Natürlich darf die Zukunft ruhig auch mal düsterer aussehen als alles, was wir ohnehin schon befürchten. Aber ein guter Autor wird einen Weg finden, um seinen Lesern einen Ausweg aus diesem Dilemma aufzuzeigen. Von mir aus darf die Erde ruhig untergehen – aber die Menschheit muß dann halt am Ende eine neue Welt haben, auf der sie noch besser leben kann als auf Terra. Ich habe mal ein Buch gelesen, in dem der Weltuntergang drohte und ein paar Menschen auf den Titan flüchten konnten – also direkt in die Hölle. Wobei »gelesen« in diesem Fall eigentlich zuviel gesagt ist: Ich habe angefangen, irgendwann weitergeblättert, mir die letzten paar Seiten angesehen und das Buch dann aus der Hand gelegt. Wenn ich von einem solchen Buch träume (und ich träume oft von Büchern, die ich lese), bekomme ich doch nur Alpträume. Und wer tut sich das schon gerne an? Ich jedenfalls nicht.

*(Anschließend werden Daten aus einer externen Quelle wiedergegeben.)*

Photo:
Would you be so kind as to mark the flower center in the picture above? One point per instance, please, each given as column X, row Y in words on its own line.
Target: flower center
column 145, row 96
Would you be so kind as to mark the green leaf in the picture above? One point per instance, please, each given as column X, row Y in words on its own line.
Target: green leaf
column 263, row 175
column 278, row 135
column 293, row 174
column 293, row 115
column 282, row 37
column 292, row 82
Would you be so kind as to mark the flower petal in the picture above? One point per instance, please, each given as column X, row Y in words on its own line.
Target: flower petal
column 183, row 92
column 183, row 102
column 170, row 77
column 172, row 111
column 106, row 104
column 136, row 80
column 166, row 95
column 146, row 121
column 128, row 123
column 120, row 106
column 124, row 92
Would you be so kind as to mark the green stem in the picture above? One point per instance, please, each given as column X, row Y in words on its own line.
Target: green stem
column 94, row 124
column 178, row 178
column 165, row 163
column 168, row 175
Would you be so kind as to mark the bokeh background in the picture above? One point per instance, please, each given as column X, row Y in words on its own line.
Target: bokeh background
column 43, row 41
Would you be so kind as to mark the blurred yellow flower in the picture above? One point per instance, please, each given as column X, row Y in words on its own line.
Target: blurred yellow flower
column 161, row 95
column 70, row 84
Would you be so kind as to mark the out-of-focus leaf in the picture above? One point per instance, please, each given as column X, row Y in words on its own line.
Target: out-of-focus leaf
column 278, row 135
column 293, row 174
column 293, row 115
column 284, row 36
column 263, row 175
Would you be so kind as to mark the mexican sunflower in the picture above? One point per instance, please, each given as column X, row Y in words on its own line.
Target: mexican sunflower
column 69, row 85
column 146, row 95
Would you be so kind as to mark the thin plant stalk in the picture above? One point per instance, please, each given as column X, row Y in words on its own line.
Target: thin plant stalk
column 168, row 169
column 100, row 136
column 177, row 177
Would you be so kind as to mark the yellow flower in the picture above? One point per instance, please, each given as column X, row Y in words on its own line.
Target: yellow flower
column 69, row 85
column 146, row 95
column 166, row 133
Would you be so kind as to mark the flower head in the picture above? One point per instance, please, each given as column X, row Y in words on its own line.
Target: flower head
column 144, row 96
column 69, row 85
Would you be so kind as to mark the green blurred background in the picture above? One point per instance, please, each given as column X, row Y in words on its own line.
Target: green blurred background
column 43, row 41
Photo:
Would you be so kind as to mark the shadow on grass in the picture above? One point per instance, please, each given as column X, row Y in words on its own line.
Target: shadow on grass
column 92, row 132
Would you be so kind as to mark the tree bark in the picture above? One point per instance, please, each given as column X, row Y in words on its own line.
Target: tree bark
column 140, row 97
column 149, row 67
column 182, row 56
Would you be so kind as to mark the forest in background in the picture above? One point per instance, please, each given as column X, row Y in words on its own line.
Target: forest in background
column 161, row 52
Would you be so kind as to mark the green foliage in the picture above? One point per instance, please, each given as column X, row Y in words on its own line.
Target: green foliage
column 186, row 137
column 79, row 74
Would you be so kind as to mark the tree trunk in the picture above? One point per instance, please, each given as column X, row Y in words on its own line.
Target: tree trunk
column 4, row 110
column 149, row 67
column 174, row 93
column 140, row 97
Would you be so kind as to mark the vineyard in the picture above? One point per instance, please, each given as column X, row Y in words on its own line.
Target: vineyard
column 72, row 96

Kommen wir zur Eingangsfrage zurück: Ist die Science Fiction in der Krise? Ich glaube nicht. Ich sehe sie eher im Umbruch. Die großen Häuser, bei denen die Kaufleute die Entscheidungen treffen, verabschieden sich mehr und mehr aus dem Genre. Aber es gibt ja noch kleinere Verlage wie den unsrigen, in denen SF nicht gemacht wird, weil man »ein Produkt« braucht, sondern weil die Verantwortlichen aus Überzeugung und mit Herzblut bei der Sache sind. Und deshalb bekommt man nach der Lektüre von Büchern aus diesen Verlagen auch keine Alpträume.